The brand new Congressional District 33 runoff race is one of the hottest in North Texas. Early voter turnout is already higher than predicted. Fort Worth’s Marc Veasey and Domingo Garcia, from Dallas, have honed their messages to win as many Democratic votes as possible.
In Congressional District 33, more than three quarters of those who can vote are Black or Hispanic. West to east, the district takes in Fort Worth’s Stockyards, Grand Prairie’s Lone Star Park, and the Bishop Arts District in Dallas’ Oak Cliff.
Domingo Garcia, from Dallas, used to sit on the Dallas City Council and in Austin’s House of Representatives. Marc Veasey represents State House District 95 in Fort Worth. On both sides of the 33rd district, voters say one issue rises to the top.
Kemp: Jobs, jobs, jobs is what we need.
John Kemp lives in Oak Cliff. He is African American and voted for Garcia even though Marc Veasey is also Black.
Kemp: The seat was kind of created to aid Hispanic Representation, so we have to vote across racial lines to come up with the best candidate possible.
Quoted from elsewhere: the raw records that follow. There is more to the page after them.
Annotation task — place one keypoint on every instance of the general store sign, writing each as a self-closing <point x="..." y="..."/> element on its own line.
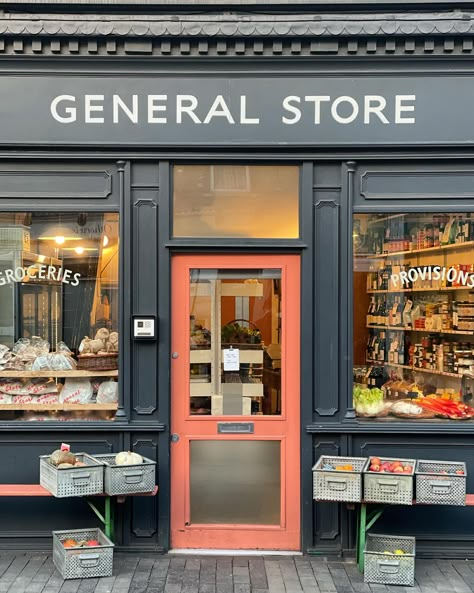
<point x="229" y="111"/>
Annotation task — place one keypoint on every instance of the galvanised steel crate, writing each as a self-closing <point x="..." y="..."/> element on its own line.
<point x="440" y="482"/>
<point x="83" y="562"/>
<point x="72" y="481"/>
<point x="127" y="479"/>
<point x="339" y="485"/>
<point x="389" y="488"/>
<point x="382" y="565"/>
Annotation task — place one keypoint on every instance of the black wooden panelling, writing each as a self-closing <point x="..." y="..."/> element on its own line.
<point x="326" y="294"/>
<point x="79" y="184"/>
<point x="414" y="185"/>
<point x="144" y="510"/>
<point x="327" y="528"/>
<point x="145" y="295"/>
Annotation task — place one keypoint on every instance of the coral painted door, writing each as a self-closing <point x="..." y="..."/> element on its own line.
<point x="235" y="450"/>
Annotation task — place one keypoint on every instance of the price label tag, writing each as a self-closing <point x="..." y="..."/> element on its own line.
<point x="231" y="359"/>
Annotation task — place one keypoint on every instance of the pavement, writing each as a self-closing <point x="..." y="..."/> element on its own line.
<point x="35" y="573"/>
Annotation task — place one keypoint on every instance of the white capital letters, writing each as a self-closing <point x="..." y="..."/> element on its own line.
<point x="400" y="108"/>
<point x="287" y="104"/>
<point x="189" y="109"/>
<point x="131" y="114"/>
<point x="376" y="109"/>
<point x="349" y="118"/>
<point x="153" y="108"/>
<point x="89" y="108"/>
<point x="71" y="111"/>
<point x="317" y="100"/>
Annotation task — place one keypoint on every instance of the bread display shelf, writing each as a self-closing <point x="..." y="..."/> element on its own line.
<point x="58" y="406"/>
<point x="55" y="374"/>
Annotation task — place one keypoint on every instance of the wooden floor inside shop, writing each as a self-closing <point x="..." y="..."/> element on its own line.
<point x="35" y="573"/>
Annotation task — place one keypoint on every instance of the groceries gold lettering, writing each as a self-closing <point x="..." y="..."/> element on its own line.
<point x="41" y="272"/>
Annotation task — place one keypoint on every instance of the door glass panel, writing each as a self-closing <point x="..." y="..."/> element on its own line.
<point x="235" y="342"/>
<point x="235" y="482"/>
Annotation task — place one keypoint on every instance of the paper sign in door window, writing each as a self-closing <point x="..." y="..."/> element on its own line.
<point x="231" y="359"/>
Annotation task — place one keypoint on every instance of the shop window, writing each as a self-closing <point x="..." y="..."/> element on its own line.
<point x="58" y="316"/>
<point x="257" y="201"/>
<point x="414" y="316"/>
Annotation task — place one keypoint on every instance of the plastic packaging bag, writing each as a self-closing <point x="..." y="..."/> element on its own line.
<point x="107" y="392"/>
<point x="76" y="391"/>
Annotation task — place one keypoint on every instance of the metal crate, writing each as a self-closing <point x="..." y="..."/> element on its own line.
<point x="72" y="481"/>
<point x="127" y="479"/>
<point x="387" y="487"/>
<point x="389" y="569"/>
<point x="339" y="485"/>
<point x="79" y="562"/>
<point x="435" y="488"/>
<point x="15" y="237"/>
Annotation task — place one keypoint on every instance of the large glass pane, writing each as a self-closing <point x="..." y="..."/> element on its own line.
<point x="58" y="315"/>
<point x="257" y="201"/>
<point x="235" y="342"/>
<point x="235" y="482"/>
<point x="414" y="316"/>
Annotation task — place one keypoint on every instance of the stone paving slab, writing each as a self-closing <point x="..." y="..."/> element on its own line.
<point x="35" y="573"/>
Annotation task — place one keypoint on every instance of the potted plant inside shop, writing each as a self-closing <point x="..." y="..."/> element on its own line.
<point x="244" y="336"/>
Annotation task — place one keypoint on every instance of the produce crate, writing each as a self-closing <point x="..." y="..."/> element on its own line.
<point x="389" y="569"/>
<point x="387" y="487"/>
<point x="72" y="481"/>
<point x="340" y="485"/>
<point x="432" y="487"/>
<point x="15" y="237"/>
<point x="83" y="562"/>
<point x="127" y="479"/>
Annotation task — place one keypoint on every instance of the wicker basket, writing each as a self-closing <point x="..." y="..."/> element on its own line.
<point x="15" y="237"/>
<point x="98" y="362"/>
<point x="83" y="563"/>
<point x="127" y="479"/>
<point x="73" y="481"/>
<point x="338" y="485"/>
<point x="389" y="488"/>
<point x="389" y="569"/>
<point x="432" y="487"/>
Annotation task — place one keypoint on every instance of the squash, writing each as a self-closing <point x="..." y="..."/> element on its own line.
<point x="59" y="457"/>
<point x="128" y="458"/>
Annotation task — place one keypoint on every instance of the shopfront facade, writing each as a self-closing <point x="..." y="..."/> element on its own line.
<point x="257" y="215"/>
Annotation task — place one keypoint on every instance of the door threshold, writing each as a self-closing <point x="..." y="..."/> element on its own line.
<point x="210" y="552"/>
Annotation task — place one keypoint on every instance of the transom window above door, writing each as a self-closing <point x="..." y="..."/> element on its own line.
<point x="239" y="201"/>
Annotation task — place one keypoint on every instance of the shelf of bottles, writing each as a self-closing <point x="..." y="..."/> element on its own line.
<point x="420" y="316"/>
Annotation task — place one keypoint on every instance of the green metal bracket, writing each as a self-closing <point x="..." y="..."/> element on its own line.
<point x="106" y="518"/>
<point x="364" y="522"/>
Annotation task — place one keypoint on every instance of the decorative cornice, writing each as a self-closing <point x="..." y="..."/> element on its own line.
<point x="241" y="25"/>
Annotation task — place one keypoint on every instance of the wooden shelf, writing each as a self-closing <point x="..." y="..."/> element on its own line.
<point x="427" y="250"/>
<point x="58" y="407"/>
<point x="56" y="374"/>
<point x="428" y="331"/>
<point x="442" y="289"/>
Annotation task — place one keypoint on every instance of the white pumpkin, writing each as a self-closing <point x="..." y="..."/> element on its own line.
<point x="128" y="458"/>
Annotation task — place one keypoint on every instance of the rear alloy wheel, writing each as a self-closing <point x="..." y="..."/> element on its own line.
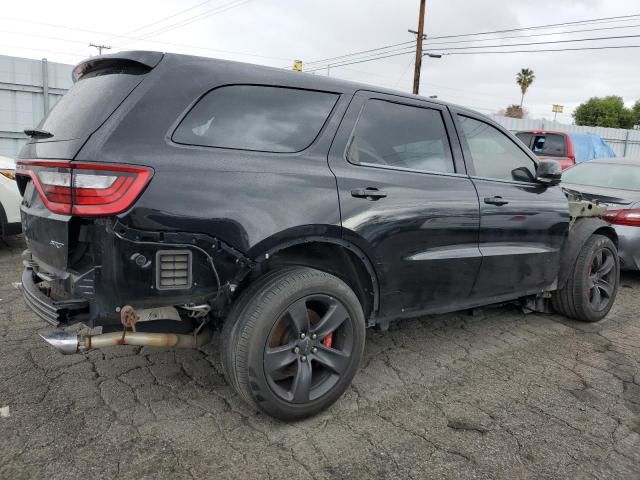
<point x="293" y="342"/>
<point x="590" y="291"/>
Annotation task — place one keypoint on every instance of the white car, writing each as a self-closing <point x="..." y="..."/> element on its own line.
<point x="10" y="199"/>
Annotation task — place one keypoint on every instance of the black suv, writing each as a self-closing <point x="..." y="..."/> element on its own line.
<point x="166" y="195"/>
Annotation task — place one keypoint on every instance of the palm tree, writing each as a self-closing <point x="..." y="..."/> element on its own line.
<point x="524" y="78"/>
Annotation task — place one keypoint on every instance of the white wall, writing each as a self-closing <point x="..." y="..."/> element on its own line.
<point x="615" y="137"/>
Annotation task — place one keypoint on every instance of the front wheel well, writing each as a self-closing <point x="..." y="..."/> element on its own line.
<point x="348" y="264"/>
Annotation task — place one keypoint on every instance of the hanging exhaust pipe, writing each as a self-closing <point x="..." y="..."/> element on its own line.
<point x="68" y="342"/>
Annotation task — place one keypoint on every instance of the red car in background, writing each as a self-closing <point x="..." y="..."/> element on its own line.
<point x="550" y="145"/>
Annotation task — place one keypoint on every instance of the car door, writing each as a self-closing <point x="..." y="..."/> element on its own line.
<point x="407" y="201"/>
<point x="523" y="223"/>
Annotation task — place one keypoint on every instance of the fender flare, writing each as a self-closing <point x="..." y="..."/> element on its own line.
<point x="335" y="241"/>
<point x="578" y="235"/>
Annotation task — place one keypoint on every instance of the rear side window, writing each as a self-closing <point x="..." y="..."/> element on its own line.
<point x="260" y="118"/>
<point x="401" y="136"/>
<point x="525" y="137"/>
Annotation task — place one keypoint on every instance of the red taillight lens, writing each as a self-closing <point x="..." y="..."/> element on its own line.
<point x="630" y="217"/>
<point x="86" y="189"/>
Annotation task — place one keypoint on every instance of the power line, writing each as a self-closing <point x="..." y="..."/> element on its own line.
<point x="172" y="16"/>
<point x="535" y="27"/>
<point x="97" y="32"/>
<point x="610" y="47"/>
<point x="473" y="53"/>
<point x="619" y="27"/>
<point x="445" y="50"/>
<point x="196" y="18"/>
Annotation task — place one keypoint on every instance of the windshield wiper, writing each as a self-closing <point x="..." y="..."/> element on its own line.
<point x="37" y="133"/>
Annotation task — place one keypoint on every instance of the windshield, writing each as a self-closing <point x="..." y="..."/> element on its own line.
<point x="606" y="175"/>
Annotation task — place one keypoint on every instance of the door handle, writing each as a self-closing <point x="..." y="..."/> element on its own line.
<point x="499" y="201"/>
<point x="370" y="193"/>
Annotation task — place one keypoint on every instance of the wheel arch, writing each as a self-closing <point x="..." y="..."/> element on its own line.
<point x="330" y="254"/>
<point x="578" y="235"/>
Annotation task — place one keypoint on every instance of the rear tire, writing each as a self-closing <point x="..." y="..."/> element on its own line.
<point x="591" y="289"/>
<point x="293" y="342"/>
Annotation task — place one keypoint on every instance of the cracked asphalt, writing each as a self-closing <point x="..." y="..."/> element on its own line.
<point x="496" y="395"/>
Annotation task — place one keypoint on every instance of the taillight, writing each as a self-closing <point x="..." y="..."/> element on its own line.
<point x="8" y="173"/>
<point x="630" y="217"/>
<point x="86" y="189"/>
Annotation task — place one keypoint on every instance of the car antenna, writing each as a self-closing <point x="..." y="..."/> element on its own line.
<point x="37" y="133"/>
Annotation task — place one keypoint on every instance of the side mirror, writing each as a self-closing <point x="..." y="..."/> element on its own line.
<point x="548" y="172"/>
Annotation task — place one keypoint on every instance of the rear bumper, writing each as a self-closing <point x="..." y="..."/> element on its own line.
<point x="120" y="266"/>
<point x="53" y="312"/>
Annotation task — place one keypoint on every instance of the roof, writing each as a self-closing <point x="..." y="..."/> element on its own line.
<point x="618" y="160"/>
<point x="319" y="82"/>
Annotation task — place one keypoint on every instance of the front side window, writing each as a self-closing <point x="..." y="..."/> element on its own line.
<point x="494" y="154"/>
<point x="549" y="145"/>
<point x="401" y="136"/>
<point x="260" y="118"/>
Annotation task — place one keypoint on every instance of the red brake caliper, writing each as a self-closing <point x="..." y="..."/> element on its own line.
<point x="328" y="340"/>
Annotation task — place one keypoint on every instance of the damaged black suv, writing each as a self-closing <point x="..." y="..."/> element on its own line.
<point x="167" y="195"/>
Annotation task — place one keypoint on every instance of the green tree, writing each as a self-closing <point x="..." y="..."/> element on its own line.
<point x="524" y="78"/>
<point x="604" y="112"/>
<point x="513" y="111"/>
<point x="636" y="113"/>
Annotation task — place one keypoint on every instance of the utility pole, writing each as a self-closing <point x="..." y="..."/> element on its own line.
<point x="100" y="47"/>
<point x="419" y="40"/>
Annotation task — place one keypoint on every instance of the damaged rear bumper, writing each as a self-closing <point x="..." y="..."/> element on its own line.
<point x="122" y="266"/>
<point x="53" y="312"/>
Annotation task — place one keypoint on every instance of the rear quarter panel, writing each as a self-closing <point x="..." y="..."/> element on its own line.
<point x="241" y="197"/>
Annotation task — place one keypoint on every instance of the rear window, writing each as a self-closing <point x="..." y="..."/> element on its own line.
<point x="260" y="118"/>
<point x="608" y="175"/>
<point x="90" y="101"/>
<point x="549" y="145"/>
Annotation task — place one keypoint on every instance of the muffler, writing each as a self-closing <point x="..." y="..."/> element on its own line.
<point x="68" y="342"/>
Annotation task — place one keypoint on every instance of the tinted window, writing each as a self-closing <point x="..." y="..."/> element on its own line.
<point x="549" y="145"/>
<point x="609" y="175"/>
<point x="250" y="117"/>
<point x="494" y="154"/>
<point x="401" y="136"/>
<point x="525" y="137"/>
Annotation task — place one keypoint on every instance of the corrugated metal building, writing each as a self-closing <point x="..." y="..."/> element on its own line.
<point x="28" y="90"/>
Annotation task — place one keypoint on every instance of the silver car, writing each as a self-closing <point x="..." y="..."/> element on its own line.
<point x="616" y="182"/>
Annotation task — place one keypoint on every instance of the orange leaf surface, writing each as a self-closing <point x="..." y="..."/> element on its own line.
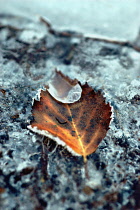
<point x="80" y="125"/>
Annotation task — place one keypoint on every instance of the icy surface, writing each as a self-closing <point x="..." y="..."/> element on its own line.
<point x="62" y="90"/>
<point x="34" y="176"/>
<point x="109" y="19"/>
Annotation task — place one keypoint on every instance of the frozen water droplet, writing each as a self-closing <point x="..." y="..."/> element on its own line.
<point x="63" y="90"/>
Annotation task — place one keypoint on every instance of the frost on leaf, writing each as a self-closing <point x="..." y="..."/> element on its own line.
<point x="63" y="89"/>
<point x="80" y="125"/>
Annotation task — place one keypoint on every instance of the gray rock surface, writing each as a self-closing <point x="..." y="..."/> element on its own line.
<point x="34" y="175"/>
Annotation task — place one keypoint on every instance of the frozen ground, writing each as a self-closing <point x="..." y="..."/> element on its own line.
<point x="51" y="178"/>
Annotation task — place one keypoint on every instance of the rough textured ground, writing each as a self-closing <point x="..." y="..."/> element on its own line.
<point x="33" y="176"/>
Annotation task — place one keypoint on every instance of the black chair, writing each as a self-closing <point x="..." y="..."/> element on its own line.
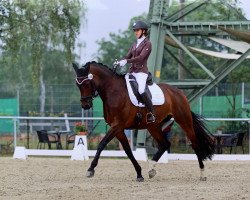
<point x="70" y="139"/>
<point x="45" y="138"/>
<point x="240" y="141"/>
<point x="228" y="142"/>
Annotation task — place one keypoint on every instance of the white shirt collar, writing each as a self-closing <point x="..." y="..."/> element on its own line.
<point x="140" y="40"/>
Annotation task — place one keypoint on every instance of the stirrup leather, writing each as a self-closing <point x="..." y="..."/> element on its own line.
<point x="150" y="118"/>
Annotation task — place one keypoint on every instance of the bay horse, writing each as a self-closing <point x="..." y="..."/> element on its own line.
<point x="120" y="114"/>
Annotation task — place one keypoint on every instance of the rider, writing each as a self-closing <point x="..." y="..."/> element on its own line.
<point x="137" y="57"/>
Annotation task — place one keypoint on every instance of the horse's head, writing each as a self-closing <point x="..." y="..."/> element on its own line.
<point x="86" y="85"/>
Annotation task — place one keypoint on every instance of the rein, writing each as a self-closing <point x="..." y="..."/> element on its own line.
<point x="94" y="92"/>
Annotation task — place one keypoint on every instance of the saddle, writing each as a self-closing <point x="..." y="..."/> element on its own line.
<point x="152" y="89"/>
<point x="134" y="86"/>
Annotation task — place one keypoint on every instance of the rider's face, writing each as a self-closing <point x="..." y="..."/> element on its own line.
<point x="138" y="33"/>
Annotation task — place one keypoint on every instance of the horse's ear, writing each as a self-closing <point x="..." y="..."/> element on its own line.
<point x="75" y="66"/>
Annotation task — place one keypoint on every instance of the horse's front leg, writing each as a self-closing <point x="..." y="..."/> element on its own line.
<point x="107" y="138"/>
<point x="125" y="144"/>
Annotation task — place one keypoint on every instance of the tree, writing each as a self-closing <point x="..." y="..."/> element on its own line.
<point x="30" y="30"/>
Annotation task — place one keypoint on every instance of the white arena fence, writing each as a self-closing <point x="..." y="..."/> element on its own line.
<point x="112" y="153"/>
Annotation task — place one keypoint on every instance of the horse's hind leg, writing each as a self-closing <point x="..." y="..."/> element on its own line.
<point x="186" y="124"/>
<point x="125" y="144"/>
<point x="163" y="145"/>
<point x="107" y="138"/>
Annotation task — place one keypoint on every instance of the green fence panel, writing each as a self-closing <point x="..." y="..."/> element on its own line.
<point x="8" y="107"/>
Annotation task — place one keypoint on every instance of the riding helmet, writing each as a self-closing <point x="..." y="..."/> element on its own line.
<point x="140" y="25"/>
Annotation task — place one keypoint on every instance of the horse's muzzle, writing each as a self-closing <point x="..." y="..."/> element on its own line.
<point x="86" y="107"/>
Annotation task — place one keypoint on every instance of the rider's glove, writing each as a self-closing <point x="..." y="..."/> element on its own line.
<point x="122" y="62"/>
<point x="116" y="63"/>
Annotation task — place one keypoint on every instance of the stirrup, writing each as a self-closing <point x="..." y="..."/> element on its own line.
<point x="150" y="118"/>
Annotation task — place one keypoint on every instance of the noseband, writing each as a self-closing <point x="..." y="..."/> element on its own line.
<point x="80" y="80"/>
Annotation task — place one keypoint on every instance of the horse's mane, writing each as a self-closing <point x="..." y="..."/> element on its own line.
<point x="103" y="65"/>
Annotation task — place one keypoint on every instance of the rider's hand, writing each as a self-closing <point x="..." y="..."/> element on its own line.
<point x="116" y="63"/>
<point x="122" y="62"/>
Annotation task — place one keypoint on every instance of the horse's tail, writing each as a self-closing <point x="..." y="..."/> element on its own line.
<point x="205" y="147"/>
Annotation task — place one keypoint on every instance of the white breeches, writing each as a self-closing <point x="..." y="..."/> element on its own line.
<point x="141" y="79"/>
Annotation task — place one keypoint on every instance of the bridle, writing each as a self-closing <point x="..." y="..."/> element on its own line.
<point x="80" y="80"/>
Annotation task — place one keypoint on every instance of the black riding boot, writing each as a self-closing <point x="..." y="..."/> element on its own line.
<point x="148" y="103"/>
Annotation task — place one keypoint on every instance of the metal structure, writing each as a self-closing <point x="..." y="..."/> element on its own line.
<point x="163" y="25"/>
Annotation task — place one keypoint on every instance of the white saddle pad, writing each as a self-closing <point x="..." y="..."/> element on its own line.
<point x="157" y="94"/>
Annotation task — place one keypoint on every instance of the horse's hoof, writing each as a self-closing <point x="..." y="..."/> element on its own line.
<point x="90" y="174"/>
<point x="140" y="179"/>
<point x="151" y="173"/>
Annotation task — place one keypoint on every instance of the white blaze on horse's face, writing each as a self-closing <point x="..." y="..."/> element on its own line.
<point x="86" y="90"/>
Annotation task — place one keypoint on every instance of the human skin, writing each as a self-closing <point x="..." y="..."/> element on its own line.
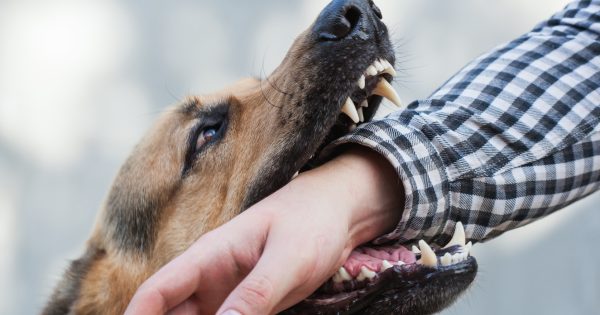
<point x="283" y="248"/>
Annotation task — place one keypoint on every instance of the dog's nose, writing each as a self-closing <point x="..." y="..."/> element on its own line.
<point x="341" y="17"/>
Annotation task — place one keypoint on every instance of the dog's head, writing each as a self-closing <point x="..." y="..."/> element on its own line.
<point x="210" y="158"/>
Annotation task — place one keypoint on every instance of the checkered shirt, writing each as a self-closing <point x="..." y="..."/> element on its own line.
<point x="511" y="138"/>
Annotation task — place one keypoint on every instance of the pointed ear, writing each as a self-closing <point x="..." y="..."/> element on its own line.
<point x="143" y="186"/>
Leon Flowers: The jobs and the economy.
Leon Flowers, who is Black, lives in Dallas. He just cast his ballot at the busy early voting location across the street from Domingo Garcia’s law office. Flowers is frustrated. Average unemployment runs higher in minority communities.
Flowers: We need the work here in the U.S. They’re trying to send everything off and people down here are not getting any, not making any money. Everybody’s trying to get a hand-out from the government. That’s not right.
Felipe, who only gave his first name backs Garcia, whom he’s known a long time.
Felipe: Jobs, you know, that part really concerns me. I’m at that age that I’m about ready to retire. But I look at my children, they’re still working. But still a lot of people are out of work.
Thirty-five miles away, in Tarrant County, where Marc Veasey is the State Representative voters like Gwenda Burns say Veasey the best candidate.
At this southeast Fort Worth early voting location, voter concerns include more than jobs and the economy.
Burns: This is a new beginning for us. We definitely need to make sure that what others have fought for here in Fort Worth is carried out in Washington D.C. for us. The issues being health care, good schools, pay raises for teachers, tax incentives for our community.
The top concern for Denise Williams is student aid.
Williams: Something for those that’s been locked up. Give them a chance to get out and get them a good decent job, help them get a good decent job.
Both candidates are working to win voters like Williams, who has not voted yet. And both say they must get their first-time voters back to the polls in this sweltering summer heat. Brenda Howard says she’ll be there for Veasey.
Howard: Because hey, we’re living here and that’s something we need people to fight for, like Mr. Veasey will fight for us to have better housing and economic development in that neighborhood.
County elections officials say early turnout in typical runoffs rarely rises above low single digits. But so far, both counties are reporting early turnout numbers are least double the figures compared to past runoffs. And they say it’s possible turnout in some District 33 polling places could end up in double digits.